Esta escena marcó el inicio de una nueva etapa para Lilli, una gata cuyo estado evidenciaba un largo historial de sufrimiento.
Para quienes decidieron desprenderse de ella, el animal se había convertido en una carga de la que querían deshacerse cuanto antes.
El terrible calvario de Lilli
Cuando la protectora Tierhilfe Wolfsburg se hizo cargo de la gata, los voluntarios se encontraron con una situación alarmante.
No obstante, las secuelas más profundas se hicieron evidentes al intentar interactuar con ella. Ante el más mínimo contacto, la gata reaccionaba con signos de pánico extremo: emitía maullidos desgarradores, se echaba hacia atrás y levantaba las patas en actitud defensiva, como si anticipara una nueva agresión.
Además, caminar suponía un gran esfuerzo para ella, ya que sus patas traseras cedían repetidamente.
Según la protectora, esto podría estar relacionado con una antigua fractura de cadera que aparentemente nunca recibió tratamiento.
Vendida por 50 euros
Según la información recopilada por la protectora, la gata, de apenas dos años, habría pasado por varios hogares en muy poco tiempo y finalmente fue vendida por 50 euros.
Los rescatistas sospechan además que pudo haber sido utilizada para la cría intensiva. De acuerdo con sus estimaciones, Lilli habría tenido ya cuatro camadas.
La seguridad después del infierno
Lilli apenas come ni bebe, presenta episodios de micción involuntaria asociados al miedo y evita abandonar el pequeño espacio que ha encontrado como refugio bajo un sofá.

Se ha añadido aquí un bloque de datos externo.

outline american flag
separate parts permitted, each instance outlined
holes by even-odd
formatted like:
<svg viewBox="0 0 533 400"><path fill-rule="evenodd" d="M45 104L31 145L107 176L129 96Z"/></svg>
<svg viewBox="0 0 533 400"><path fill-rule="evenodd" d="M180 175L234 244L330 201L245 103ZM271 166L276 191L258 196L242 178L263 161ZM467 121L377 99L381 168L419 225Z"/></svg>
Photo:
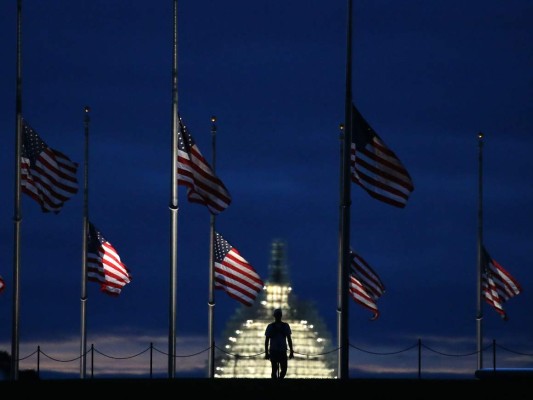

La protectora compartió su historia a través de un emotivo reel en Facebook, donde el caso generó una fuerte reacción entre los usuarios.
Su recuperación será lenta y requerirá tiempo, paciencia y cuidados especializados.
Sin embargo, por primera vez en dos años, Lilli se encuentra en un entorno seguro donde puede comenzar a recuperarse.